The Provadiyska reka takes its source under the name Kamenitsa from a karst spring at an altitude of 119 km at the outskirts of the village of Boyan in the Samuilovo Heights of the Ludogorie region. It flows southeast through the region of Ovche Pole in a wide valley, which narrows and becomes canyon-like between the towns of Kaspichan and Provadia, running between the Provadia Plateau to the southwest, the Stana Plateau to the north and the Dobrinsko Plateau to the east. Downstream from the town of Provadia the river forms a large arch bulging south, then turns north and finally northeast, before emptying in Lake Beloslav some 2.6 km northeast of the village of Razdelna. The lake is connected to Lake Varna, which is itself linked with the Black Sea via a navigable channel.

Its drainage basin covers a territory of 2,132 km^{2} and borders the drainage systems of the Kanagyol, the Suha reka and the Batova reka to the north and the Kamchiya to the south. Among its tributaries is the river Devnya.

The Provadiyska reka has a rain–snow feed. High water is in February–March and low water is in August–September. The average annual discharge is 2.4 m^{3}/s at the village of Sindel.

== Fauna ==
The Provadiyska reka contains several rare fish species, including Dnieper chub, sunbleak, Romanian barbel, three-spined stickleback, Caucasian dwarf goby, longtail dwarf goby, etc. The first two may have been expatriated from the river. It is also the northern limit of the Bulgarian minnow.

== Settlements and economy ==
The Provadiyska reka flows in Shumen and Varna Provinces.
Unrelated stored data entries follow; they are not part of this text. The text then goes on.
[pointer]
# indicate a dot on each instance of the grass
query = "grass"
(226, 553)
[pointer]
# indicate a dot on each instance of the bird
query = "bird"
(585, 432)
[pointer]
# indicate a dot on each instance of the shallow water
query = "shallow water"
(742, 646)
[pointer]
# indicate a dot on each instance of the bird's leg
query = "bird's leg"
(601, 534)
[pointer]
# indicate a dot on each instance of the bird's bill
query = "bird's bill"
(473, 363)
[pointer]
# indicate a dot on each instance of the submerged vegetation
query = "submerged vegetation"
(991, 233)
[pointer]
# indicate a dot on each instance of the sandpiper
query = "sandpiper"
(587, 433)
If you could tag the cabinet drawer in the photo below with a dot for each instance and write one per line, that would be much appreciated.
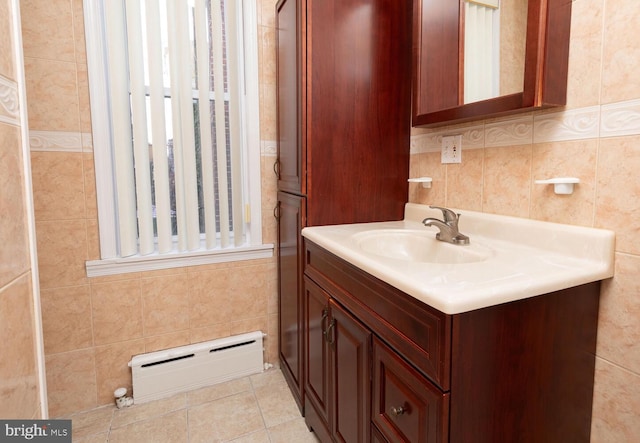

There are two towns and 11 villages along its course: Edinakovtsi, Dobri Voynikovo, Hitrino, Kamenyak and Kaspichan (town) in Shumen Province, and Venchan, Zlatina, Provadia (town), Barzitsa, Yunak, Sindel, Trastikovo and Razdelna in Varna Province. Its waters are utilized for irrigation and industrial supply for the major Varna-Devnya Industrial Complex.

Its valley is an important transport route, fully traversed by a section of railway line No. 9 Ruse–Varna served by the Bulgarian State Railways. There two roads along its valley, an 8.9 km stretch of the third class III-208 road Vetrino–Dalgopol–Aytos between Zlatina and Provadia, and a 12.8 km section of the third class III-904 road Staro Oryahovo–Dolni Chiflik–Provadia follows it between Barzitsa and Provadia.